このケースは、相続登記(相続によって所有権が移転することを登記簿に反映させる手続き)に関する問題です。 まず、重要な概念として「所有権」と「登記」について理解しましょう。
所有権とは、物(この場合は土地)を自由に使用・収益・処分できる権利です。 一方、登記とは、不動産の所有者や権利関係を公的に記録する制度です(登記簿に記録することで、第三者に対抗力を持つことができます。)。 登記簿に記載された内容が、不動産の権利関係の真実を反映しているとは限りません。 今回のケースのように、登記簿に誤った記載がある場合、権利者はそれを是正する必要があります。
Aさんは、Cさんに対して所有権移転登記の全部抹消(登記簿からCさんの所有権を消す手続き)を請求できます。なぜなら、Bさんの単独相続登記とBさんからのCさんへの売買は、Aさんの権利を侵害する無効な行為だからです。 Aさんは、遺産分割協議で土地の単独所有者となっているため、Bさんには土地を処分する権利がありません。
このケースには、民法(私人間の権利義務を規定する法律)と不動産登記法(不動産の権利関係を登記簿に記録する制度を定めた法律)が関係します。 具体的には、民法上の相続と遺産分割、不動産登記法上の登記の効力、そして不正な登記に対する是正請求などが問題となります。
よくある誤解として、「登記されているから権利が確定する」という点があります。 登記は権利の証明にはなりますが、必ずしも権利の真実と一致するとは限りません。 不正な登記であっても、それが一定期間経過すると、真の権利者に対抗できるようになる場合があります(善意取得)。 しかし、今回のケースでは、CさんがBさんの不正を知らなかったとしても、Aさんの権利を完全に覆すことはできません。

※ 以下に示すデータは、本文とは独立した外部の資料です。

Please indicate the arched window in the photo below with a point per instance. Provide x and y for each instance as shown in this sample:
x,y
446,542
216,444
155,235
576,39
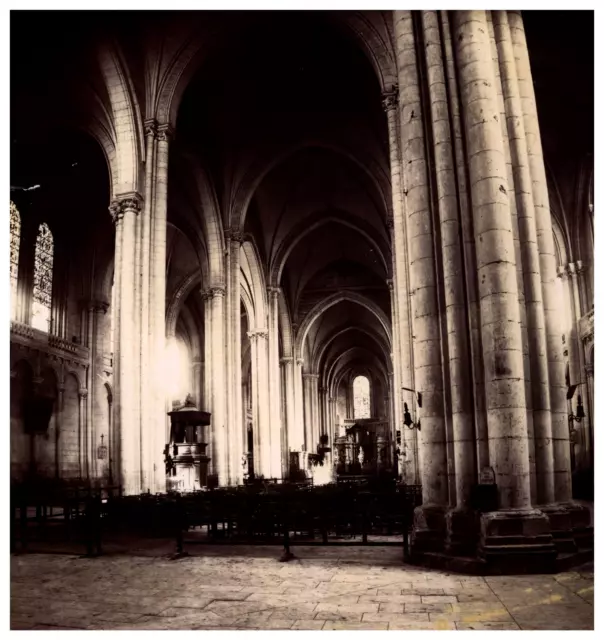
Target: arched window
x,y
362,406
15,239
177,370
43,259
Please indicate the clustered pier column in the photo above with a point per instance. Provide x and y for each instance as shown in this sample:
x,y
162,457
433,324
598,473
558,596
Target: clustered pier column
x,y
469,184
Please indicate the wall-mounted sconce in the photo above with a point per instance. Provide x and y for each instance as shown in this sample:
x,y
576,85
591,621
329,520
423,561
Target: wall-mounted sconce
x,y
580,412
408,421
101,451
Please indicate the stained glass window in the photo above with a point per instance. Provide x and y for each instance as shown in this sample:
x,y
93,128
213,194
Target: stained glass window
x,y
43,259
362,407
15,238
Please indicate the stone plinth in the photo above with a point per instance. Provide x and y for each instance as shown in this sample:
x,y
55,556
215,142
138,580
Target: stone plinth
x,y
463,527
518,540
429,529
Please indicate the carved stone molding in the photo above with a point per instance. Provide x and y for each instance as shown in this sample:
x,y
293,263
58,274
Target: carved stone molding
x,y
273,292
234,235
390,99
124,203
165,132
257,333
150,128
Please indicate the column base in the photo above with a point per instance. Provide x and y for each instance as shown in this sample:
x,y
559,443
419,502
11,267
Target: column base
x,y
429,529
462,535
517,540
561,527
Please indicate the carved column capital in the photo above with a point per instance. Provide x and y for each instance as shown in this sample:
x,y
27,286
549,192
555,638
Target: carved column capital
x,y
124,203
390,99
273,292
97,306
150,128
257,333
165,132
218,290
234,235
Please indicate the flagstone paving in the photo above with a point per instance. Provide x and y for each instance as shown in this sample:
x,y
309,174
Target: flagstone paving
x,y
247,588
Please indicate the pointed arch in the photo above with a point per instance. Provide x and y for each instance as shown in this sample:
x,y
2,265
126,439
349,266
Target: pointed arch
x,y
330,301
251,266
127,122
314,222
15,241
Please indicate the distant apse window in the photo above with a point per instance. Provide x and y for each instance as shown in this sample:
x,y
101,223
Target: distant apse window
x,y
43,260
360,389
15,239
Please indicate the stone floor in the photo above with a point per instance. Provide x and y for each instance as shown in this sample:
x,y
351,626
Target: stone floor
x,y
323,588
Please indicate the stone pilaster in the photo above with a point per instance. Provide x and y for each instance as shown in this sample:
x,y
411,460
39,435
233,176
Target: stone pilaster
x,y
299,440
97,310
218,372
238,438
83,433
399,285
428,378
529,256
124,211
461,531
259,339
293,440
517,532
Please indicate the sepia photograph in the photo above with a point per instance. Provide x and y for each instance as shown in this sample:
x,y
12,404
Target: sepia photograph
x,y
301,318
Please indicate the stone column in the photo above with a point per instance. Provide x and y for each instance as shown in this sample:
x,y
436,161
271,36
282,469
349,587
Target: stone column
x,y
159,434
395,377
293,435
529,252
262,463
516,523
545,240
299,405
399,285
149,404
459,520
218,373
124,211
197,375
502,340
467,249
237,423
96,312
308,415
429,519
208,387
274,386
83,439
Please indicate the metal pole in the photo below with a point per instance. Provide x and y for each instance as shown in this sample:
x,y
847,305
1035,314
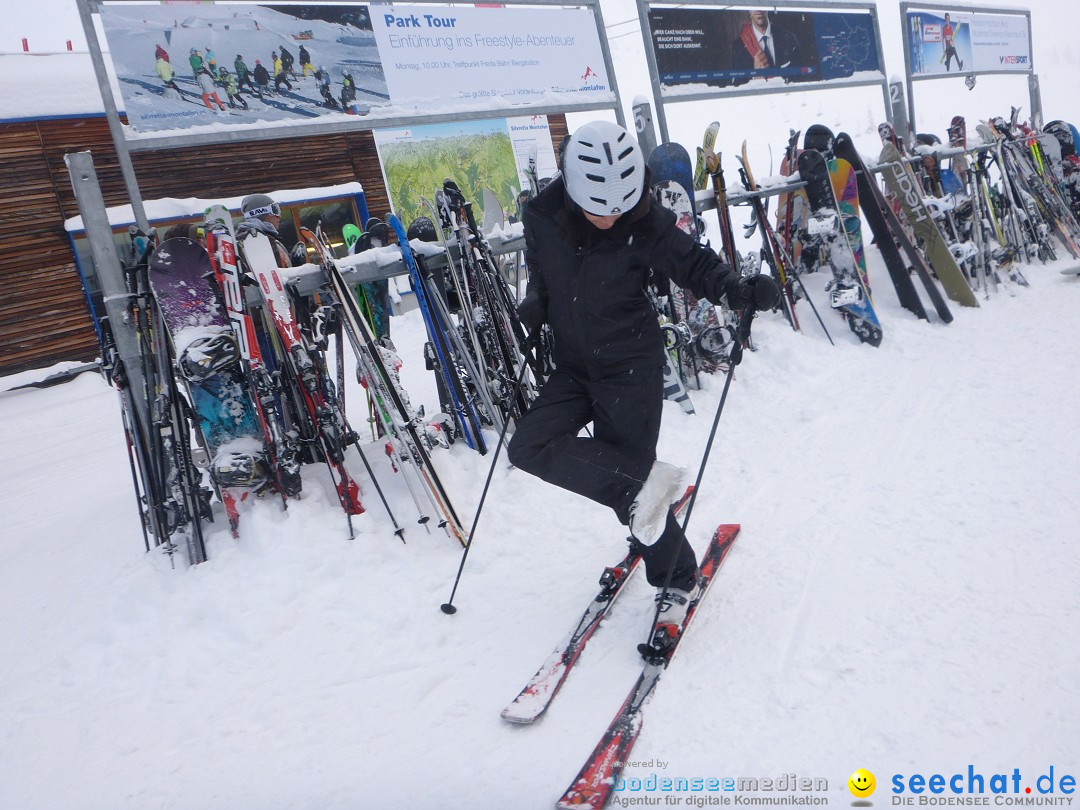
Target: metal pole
x,y
650,55
112,116
643,124
905,26
609,66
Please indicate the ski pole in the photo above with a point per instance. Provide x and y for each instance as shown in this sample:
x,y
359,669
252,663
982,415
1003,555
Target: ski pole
x,y
447,607
734,356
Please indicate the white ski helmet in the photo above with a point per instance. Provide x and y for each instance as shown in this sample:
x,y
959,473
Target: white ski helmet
x,y
257,205
604,169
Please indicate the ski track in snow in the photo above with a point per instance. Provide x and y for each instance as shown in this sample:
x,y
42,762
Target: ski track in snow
x,y
902,595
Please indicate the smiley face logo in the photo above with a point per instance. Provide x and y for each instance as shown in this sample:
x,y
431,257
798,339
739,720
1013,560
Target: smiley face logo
x,y
862,783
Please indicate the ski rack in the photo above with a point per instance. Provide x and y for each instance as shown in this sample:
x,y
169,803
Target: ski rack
x,y
705,200
386,262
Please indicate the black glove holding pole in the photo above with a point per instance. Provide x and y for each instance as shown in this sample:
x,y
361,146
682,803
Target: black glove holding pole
x,y
756,292
532,311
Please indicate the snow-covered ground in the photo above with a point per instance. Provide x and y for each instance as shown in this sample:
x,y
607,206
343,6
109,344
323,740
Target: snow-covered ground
x,y
902,596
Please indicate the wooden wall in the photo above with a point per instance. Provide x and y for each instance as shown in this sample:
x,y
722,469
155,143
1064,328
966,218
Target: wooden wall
x,y
44,318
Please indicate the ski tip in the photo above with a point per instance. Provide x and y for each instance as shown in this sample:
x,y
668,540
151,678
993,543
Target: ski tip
x,y
517,718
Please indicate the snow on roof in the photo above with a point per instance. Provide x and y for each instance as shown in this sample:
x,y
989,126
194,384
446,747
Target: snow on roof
x,y
50,85
171,207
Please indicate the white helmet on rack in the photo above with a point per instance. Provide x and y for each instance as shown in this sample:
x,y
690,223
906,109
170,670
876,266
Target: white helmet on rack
x,y
604,169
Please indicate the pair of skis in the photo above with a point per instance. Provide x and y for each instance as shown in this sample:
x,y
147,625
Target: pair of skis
x,y
593,785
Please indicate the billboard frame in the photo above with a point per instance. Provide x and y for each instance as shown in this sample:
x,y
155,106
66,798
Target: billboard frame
x,y
125,145
844,5
909,79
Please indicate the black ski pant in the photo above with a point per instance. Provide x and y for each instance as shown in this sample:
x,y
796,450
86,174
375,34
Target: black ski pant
x,y
610,467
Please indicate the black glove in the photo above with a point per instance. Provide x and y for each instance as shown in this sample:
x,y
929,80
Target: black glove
x,y
532,311
757,292
299,254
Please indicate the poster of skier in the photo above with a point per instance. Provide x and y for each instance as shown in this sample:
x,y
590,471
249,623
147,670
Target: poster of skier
x,y
724,48
963,42
198,67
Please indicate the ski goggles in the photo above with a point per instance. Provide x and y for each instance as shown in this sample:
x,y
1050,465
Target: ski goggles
x,y
273,210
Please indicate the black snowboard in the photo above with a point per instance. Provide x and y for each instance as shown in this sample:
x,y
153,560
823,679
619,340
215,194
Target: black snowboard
x,y
889,228
872,204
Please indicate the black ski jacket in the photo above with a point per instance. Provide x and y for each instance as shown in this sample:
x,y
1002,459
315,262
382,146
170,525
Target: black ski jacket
x,y
592,283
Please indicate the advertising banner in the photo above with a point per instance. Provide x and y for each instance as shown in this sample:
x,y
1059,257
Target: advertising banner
x,y
476,154
723,48
954,42
224,66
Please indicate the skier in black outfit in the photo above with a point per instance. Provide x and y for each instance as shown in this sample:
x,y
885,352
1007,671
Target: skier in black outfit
x,y
592,238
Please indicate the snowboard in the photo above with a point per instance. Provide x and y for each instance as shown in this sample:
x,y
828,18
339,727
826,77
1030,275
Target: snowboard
x,y
873,205
707,145
904,188
846,189
825,232
791,205
181,279
672,187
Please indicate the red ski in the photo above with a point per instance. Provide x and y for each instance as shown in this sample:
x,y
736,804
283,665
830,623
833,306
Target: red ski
x,y
596,780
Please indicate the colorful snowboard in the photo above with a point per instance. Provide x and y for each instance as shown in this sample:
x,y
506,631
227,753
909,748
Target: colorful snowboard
x,y
672,184
904,188
887,232
826,232
181,279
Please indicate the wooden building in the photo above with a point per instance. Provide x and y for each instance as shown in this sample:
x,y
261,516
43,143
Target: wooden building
x,y
45,316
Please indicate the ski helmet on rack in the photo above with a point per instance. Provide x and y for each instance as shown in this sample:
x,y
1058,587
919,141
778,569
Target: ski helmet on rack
x,y
958,132
1063,132
820,138
604,169
257,205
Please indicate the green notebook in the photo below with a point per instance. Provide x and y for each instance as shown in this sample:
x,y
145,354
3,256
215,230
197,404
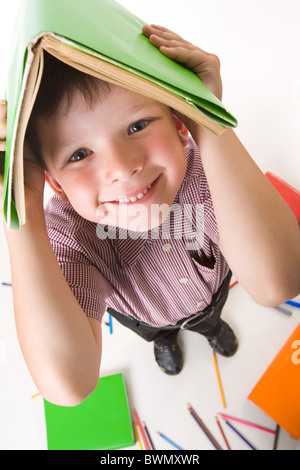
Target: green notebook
x,y
102,421
104,39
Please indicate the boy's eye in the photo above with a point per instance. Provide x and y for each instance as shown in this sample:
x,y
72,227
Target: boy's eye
x,y
137,126
79,155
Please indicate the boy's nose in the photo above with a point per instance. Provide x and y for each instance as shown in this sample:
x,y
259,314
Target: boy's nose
x,y
122,165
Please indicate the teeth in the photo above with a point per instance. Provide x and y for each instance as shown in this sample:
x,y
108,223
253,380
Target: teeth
x,y
135,198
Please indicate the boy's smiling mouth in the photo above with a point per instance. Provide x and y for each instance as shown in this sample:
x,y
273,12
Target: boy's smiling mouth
x,y
134,197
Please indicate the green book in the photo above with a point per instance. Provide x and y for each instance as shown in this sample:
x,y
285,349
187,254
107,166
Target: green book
x,y
102,38
101,422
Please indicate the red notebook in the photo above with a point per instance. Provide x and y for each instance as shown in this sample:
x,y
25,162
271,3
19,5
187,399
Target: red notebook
x,y
288,193
277,393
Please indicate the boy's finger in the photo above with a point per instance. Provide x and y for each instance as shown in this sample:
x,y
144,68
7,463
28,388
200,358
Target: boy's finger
x,y
164,33
2,129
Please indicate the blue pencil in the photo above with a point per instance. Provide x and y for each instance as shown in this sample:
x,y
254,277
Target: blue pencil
x,y
169,441
293,303
240,435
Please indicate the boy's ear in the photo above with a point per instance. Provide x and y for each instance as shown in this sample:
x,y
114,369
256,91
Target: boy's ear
x,y
182,130
56,186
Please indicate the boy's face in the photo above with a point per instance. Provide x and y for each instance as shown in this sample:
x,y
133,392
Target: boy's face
x,y
119,164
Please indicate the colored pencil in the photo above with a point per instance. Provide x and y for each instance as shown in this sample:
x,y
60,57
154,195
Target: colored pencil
x,y
148,437
276,437
248,423
138,422
283,310
169,441
293,303
240,435
110,323
233,284
204,428
137,436
223,434
219,379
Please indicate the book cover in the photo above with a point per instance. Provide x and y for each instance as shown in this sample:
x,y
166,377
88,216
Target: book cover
x,y
277,392
104,31
288,193
102,421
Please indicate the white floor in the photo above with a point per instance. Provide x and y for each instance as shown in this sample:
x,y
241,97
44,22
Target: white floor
x,y
160,400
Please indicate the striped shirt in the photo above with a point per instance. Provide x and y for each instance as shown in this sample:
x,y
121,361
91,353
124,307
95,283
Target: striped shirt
x,y
158,277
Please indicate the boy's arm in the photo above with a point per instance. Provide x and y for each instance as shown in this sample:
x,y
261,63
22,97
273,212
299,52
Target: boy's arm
x,y
259,235
60,344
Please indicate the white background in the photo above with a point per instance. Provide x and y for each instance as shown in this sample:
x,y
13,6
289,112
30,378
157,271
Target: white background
x,y
258,42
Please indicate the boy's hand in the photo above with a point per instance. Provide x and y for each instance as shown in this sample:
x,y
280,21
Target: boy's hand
x,y
2,146
203,64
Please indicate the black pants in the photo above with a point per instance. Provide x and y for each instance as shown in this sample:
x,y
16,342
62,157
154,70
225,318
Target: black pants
x,y
207,322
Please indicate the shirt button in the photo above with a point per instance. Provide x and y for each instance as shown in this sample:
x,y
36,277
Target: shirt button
x,y
167,247
200,304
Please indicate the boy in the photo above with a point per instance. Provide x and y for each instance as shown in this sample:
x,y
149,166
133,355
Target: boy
x,y
107,152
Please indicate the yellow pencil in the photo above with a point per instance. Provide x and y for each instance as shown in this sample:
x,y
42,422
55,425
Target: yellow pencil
x,y
219,378
137,436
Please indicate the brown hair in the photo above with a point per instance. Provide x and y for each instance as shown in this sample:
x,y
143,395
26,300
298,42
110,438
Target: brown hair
x,y
59,81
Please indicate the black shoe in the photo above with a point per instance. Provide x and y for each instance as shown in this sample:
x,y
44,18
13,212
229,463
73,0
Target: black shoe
x,y
168,357
225,342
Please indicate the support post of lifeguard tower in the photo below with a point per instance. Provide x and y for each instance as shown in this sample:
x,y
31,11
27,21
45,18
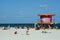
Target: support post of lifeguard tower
x,y
45,19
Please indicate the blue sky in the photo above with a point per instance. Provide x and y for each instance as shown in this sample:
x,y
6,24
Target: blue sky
x,y
26,11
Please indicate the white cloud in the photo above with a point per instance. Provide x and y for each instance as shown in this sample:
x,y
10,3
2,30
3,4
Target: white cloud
x,y
3,17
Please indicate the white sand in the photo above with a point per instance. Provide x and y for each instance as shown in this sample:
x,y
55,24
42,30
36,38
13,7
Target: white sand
x,y
51,34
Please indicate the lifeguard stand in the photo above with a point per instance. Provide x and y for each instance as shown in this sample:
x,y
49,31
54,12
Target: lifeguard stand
x,y
45,21
46,18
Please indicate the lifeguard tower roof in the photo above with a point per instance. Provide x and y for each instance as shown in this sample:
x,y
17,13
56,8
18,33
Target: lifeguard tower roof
x,y
46,18
46,14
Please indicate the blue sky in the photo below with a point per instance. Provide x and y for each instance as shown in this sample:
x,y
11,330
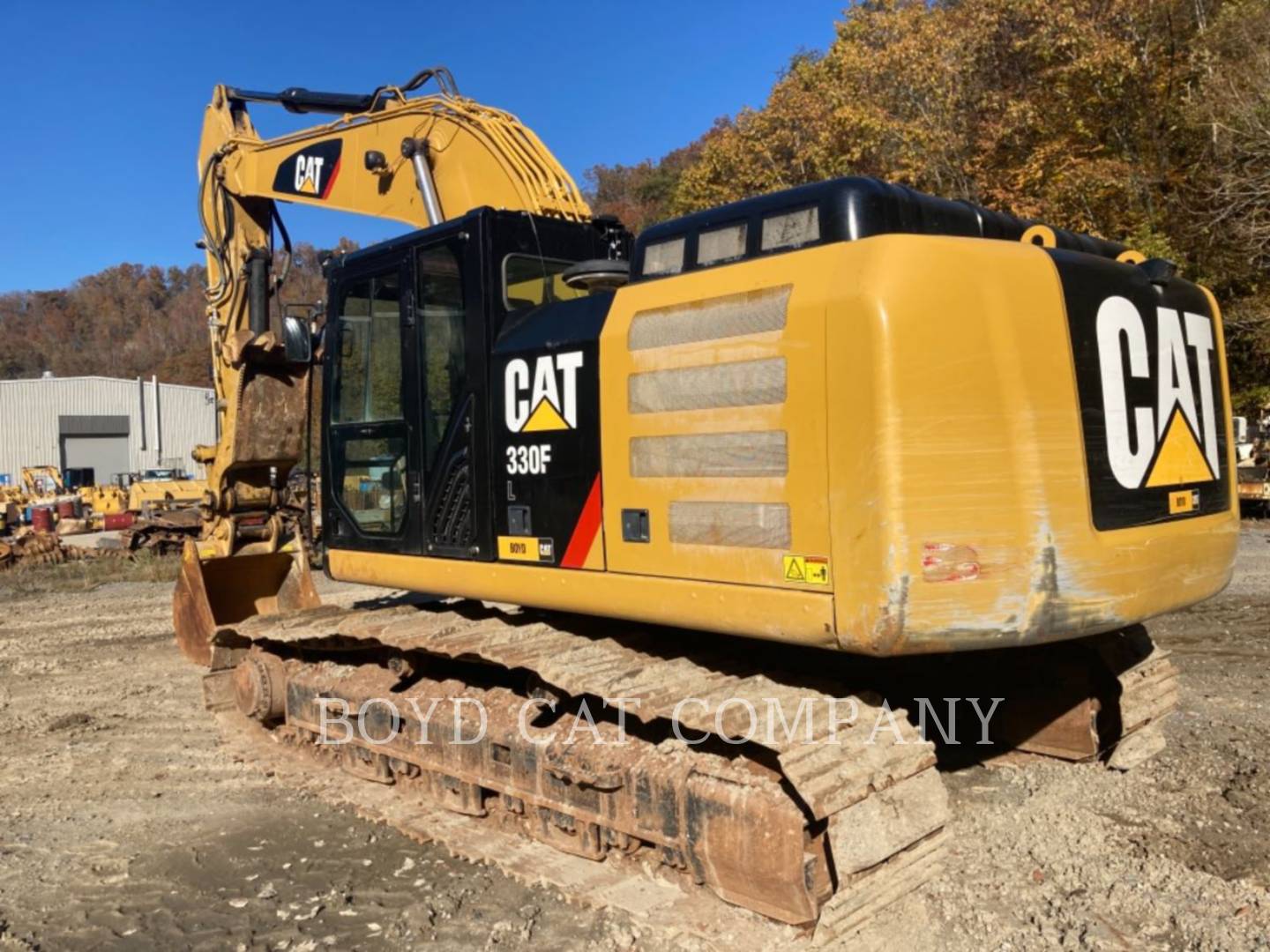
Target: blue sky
x,y
104,100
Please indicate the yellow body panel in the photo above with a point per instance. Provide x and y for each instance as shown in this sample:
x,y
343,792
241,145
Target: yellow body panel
x,y
955,421
800,417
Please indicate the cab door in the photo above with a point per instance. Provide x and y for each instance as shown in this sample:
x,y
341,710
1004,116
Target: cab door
x,y
372,441
451,316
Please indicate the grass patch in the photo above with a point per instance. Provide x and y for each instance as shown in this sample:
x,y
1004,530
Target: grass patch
x,y
86,574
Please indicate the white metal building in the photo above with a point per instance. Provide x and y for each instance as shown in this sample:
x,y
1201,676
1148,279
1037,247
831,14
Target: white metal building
x,y
111,426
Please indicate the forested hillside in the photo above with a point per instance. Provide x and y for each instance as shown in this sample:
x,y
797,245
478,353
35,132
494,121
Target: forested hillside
x,y
1145,121
126,322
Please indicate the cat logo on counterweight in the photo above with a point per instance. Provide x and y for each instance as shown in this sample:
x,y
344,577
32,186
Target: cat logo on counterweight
x,y
1152,400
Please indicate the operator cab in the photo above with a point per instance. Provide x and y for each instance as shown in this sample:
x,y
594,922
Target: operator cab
x,y
415,413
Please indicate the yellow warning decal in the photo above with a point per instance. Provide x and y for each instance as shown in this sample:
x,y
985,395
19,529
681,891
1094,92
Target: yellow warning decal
x,y
1184,502
805,570
526,548
1180,460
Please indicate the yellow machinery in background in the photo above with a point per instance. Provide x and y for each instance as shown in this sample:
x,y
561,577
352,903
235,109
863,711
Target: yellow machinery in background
x,y
146,494
839,421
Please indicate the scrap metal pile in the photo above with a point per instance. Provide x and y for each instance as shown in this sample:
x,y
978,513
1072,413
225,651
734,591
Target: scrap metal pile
x,y
48,548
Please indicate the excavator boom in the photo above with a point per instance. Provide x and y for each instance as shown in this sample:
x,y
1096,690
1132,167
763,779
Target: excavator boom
x,y
415,159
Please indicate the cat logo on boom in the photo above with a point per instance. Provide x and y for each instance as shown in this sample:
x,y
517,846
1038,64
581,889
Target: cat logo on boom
x,y
311,172
308,173
542,398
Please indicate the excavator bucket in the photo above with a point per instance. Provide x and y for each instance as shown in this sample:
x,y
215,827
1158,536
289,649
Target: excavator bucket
x,y
220,593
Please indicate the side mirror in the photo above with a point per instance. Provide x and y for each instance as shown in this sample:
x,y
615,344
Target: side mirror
x,y
297,340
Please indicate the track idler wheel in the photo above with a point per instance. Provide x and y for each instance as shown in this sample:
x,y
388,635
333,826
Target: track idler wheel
x,y
260,688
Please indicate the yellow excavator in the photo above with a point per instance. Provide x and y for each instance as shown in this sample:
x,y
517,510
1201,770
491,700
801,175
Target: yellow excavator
x,y
799,455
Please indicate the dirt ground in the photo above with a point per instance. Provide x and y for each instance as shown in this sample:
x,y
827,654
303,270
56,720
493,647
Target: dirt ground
x,y
124,822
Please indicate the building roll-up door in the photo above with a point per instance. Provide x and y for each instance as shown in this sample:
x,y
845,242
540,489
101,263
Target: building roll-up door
x,y
97,442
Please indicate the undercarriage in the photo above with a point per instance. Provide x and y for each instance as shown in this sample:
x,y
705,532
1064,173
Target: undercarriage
x,y
653,755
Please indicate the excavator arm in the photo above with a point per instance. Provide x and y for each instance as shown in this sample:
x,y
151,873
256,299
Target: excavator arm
x,y
417,159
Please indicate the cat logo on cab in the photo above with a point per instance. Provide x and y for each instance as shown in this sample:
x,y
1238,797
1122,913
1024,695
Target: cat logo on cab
x,y
544,398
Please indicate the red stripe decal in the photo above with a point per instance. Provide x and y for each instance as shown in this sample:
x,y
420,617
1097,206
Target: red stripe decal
x,y
585,532
331,181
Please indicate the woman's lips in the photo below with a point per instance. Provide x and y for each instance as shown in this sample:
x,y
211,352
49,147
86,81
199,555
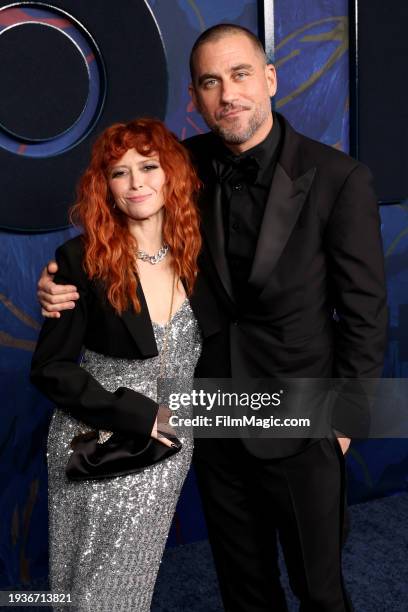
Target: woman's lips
x,y
138,199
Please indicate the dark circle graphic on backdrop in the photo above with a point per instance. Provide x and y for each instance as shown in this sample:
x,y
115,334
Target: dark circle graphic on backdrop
x,y
100,65
27,35
30,70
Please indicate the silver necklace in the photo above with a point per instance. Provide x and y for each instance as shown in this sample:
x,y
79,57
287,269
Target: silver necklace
x,y
154,259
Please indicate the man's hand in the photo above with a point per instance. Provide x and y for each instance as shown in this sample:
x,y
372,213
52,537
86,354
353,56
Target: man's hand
x,y
161,426
54,298
344,444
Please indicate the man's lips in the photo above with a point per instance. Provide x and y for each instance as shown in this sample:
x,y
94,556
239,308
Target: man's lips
x,y
138,199
232,113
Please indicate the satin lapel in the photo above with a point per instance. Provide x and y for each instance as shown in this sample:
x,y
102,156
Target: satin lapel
x,y
204,307
140,327
213,229
285,201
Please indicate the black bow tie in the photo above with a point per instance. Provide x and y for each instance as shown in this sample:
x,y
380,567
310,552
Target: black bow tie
x,y
245,168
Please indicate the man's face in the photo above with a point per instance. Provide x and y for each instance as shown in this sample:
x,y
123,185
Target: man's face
x,y
232,90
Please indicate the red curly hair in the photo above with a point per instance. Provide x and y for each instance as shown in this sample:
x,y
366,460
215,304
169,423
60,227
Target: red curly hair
x,y
109,245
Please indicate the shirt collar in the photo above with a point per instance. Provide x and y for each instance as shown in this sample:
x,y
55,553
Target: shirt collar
x,y
264,152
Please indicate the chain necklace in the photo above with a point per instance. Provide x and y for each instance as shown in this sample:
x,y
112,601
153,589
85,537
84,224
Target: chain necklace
x,y
157,257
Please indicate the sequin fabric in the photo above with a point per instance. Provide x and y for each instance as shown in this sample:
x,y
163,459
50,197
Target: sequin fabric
x,y
106,537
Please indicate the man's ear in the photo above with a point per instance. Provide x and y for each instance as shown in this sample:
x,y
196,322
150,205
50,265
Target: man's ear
x,y
193,95
272,79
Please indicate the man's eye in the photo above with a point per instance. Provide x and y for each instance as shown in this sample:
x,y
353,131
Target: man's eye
x,y
210,83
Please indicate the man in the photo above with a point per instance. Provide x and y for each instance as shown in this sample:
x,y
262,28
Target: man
x,y
291,232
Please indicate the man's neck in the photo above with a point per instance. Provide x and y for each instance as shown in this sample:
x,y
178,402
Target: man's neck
x,y
255,139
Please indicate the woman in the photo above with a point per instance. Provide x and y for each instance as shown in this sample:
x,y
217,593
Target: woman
x,y
134,266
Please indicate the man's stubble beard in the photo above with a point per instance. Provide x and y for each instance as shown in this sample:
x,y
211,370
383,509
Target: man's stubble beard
x,y
231,136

Aさんは、まず弁護士に相談し、Cさんに対して所有権移転登記の全部抹消請求訴訟を起こす必要があります。 訴訟では、遺産分割協議書や、Bさんの不正行為を証明する証拠(例えば、BさんがCさんに土地を売却した契約書など)を提出する必要があります。 裁判所は、Aさんの主張が認められれば、Cさんに対して登記簿の抹消を命じる判決を下します。
このケースは、法律的な知識と手続きが必要な複雑な問題です。 Aさん自身で解決しようとすると、時間と費用がかかり、結果的に不利になる可能性があります。 そのため、弁護士などの専門家に相談することを強くお勧めします。 専門家は、適切な証拠収集、訴訟戦略の立案、手続きの代行などを行い、Aさんの権利保護に貢献します。
* 登記は権利の証明ですが、権利の真実とは必ずしも一致しません。
* 不正な登記は、抹消請求によって是正できます。
* 複雑な不動産問題では、専門家への相談が不可欠です。
* 遺産相続に関するトラブルは、早期の解決が重要です。